This library is fully documented using doxygen which can be generated using

    doxygen Doxyfile

and then observed by opening documentation/html/index.html. This README contains the necessary information to get the program running (only tested on Linux).

  1. Make sure you have glib-2.0, graphviz and pkg-config installed and their respective C libraries. A quick check for this is that the command
    pkg-config --libs libgvc glib-2.0
    should not fail.

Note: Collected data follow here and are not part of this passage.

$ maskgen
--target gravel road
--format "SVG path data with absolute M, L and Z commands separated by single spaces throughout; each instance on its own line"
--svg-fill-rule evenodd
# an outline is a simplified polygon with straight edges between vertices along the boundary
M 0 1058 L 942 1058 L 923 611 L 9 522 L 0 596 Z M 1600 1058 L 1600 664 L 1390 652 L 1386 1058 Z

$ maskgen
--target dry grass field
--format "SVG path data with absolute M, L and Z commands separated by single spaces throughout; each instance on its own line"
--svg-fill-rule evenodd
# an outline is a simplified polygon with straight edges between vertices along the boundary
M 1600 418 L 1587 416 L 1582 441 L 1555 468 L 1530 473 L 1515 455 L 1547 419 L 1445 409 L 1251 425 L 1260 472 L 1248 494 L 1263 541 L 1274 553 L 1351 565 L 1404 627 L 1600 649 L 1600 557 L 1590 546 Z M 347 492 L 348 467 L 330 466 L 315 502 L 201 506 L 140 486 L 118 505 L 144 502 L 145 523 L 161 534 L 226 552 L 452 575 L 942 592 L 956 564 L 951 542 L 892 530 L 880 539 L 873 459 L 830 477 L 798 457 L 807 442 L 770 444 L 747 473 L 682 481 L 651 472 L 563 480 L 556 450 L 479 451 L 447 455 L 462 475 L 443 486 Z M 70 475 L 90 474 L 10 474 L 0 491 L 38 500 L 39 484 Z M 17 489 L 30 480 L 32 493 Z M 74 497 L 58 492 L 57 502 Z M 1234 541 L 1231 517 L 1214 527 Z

Furthermore I expect you to have a standard POSIX system with all the standard libraries.
  2. Download the PCG Random number generators C implementation and extract it into the lib folder such that pcg-c is a subdirectory of lib (Note: Do not download the minimal version).
  3. Run ./configure && make in the pcg-c folder.
  4. Run ./configure && make in the main directory of this repository. If this fails make sure you have autotools installed.

There should be a runnable glauber_dynamics in the main directory of this library now. To see how to run it run

./glauber_dynamics --help

As a quick reference the three main commands are If you wish to run the simulation and save the final state of the configuration in a png (final.png), then run

./glauber_dynamics -q

To have a comparison between the state after 10 iterations and the end of the simulation add the -i flag

./glauber_dynamics -qi

To save the video file of the configuration evolution using ffmpeg for example use that ./glauber_dynamics streams png files to stdout and hence you can pipe the output to ffmpeg directly and save it for example in the nut format as out.nut by writing

./glauber_dynamics | ffmpeg -i pipe: -vf fps=100 -y -f nut out.nut

If you additionally want to concurrently stream the evolution while simulating specify an additional output to ffmpeg which pipes its rendered video to stdout and can thus be piped into any regular video player, here mpv, as

./glauber_dynamics | ffmpeg -i pipe: -vf fps=100 -y -f nut pipe: -y -f nut out.nut| mpv -

Adapt the fps (frames per second) to your need. If you increase the frames per second you will have a shorter video but streaming it will be laggy as more frames have to be calculated for a second of output.